Friday, February 09, 2007

Not dead yet.
Assignment, Christmas, Bronchitis, University, return of assignment ( I got merits in every category -hurrah), placement. Haven't had time for much self reflection and not just on my teaching skills - my eyebrows are in a shocking state. I noticed them today when I had to wash whiteboard marker off my face.
Have finished second week of my second placement. This time I'm at Verylocalacademyindeed. This is the school the Boy Wonder will attend as of August. I dont't know whether to feel sorry for the school or for my eccentric , chaotic, butterfly-brained progeny. I'm worried how he will fit in in this particular educational environment.

Its assessment,assessment,assessment at the moment. I am learning about the dangers of assessment - difficult to do reliably for at least nine different reasons.
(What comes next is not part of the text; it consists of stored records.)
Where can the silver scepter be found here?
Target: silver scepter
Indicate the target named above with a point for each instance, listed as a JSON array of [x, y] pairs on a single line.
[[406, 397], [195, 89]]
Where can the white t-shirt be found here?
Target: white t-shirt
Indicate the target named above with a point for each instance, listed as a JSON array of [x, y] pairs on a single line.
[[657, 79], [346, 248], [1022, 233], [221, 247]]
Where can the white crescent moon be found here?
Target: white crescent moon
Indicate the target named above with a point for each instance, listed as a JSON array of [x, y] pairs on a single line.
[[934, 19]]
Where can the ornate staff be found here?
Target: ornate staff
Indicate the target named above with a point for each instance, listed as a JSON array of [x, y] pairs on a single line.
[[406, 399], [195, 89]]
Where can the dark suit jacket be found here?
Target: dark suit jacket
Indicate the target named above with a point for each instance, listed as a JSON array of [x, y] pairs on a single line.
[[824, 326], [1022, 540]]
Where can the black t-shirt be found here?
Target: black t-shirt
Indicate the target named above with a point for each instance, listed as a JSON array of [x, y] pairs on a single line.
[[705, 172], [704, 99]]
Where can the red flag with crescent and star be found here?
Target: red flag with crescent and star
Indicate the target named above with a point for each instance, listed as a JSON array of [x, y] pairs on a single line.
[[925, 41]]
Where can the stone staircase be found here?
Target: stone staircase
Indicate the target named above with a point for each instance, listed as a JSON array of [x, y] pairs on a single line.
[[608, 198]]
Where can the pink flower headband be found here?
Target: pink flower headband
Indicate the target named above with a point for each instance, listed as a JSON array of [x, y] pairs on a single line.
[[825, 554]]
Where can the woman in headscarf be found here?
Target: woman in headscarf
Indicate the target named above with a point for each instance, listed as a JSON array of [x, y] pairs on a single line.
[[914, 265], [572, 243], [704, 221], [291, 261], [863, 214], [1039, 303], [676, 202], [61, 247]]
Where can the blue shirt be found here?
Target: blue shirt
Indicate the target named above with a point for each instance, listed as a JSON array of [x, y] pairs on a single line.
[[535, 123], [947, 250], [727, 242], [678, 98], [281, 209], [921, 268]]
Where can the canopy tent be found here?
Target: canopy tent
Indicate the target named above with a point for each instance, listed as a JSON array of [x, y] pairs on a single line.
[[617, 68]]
I'm not listing them, go and read your Cohen and Manion. I'm learning that research shows that formative assessment (comments showing how your pupils could improve their performance) raises grades by 30% and that if you are going to give a pupil a grade or mark you are wasting your time if you
At the same time make any comments, the pupil gains no benefit.
Interestingly at the same time the university is returning our essays with a grade in 6 different boxes,an overall grade and comments.(?!)
The department are marking higher prelims, chasing folios for standard grade assessment and having meetings about whether we should give second years a prelim as they will be sitting standard grade in S3 instead of S4.
I wish we were having meetings about the wisdom of SG at this stage.
Based on my experience so far I think we definately need to do something about what we teach them in S1 & 2. Its just drift,the able ones do stuff they have done to death in primary6/7 and in all honesty i think we teach it less well than they do there. In the mean time the ones who have arrived without a secure grip of the basic skills learn to act tough and disrupt the class to hide their inability to do the work.
I don't think that getting them onto the exam treadmill so young is going to help, particularly in English where you need a certain amount of emotional maturity to write beautifully about Shakespeare. I think we could be setting them up for a horrible fail.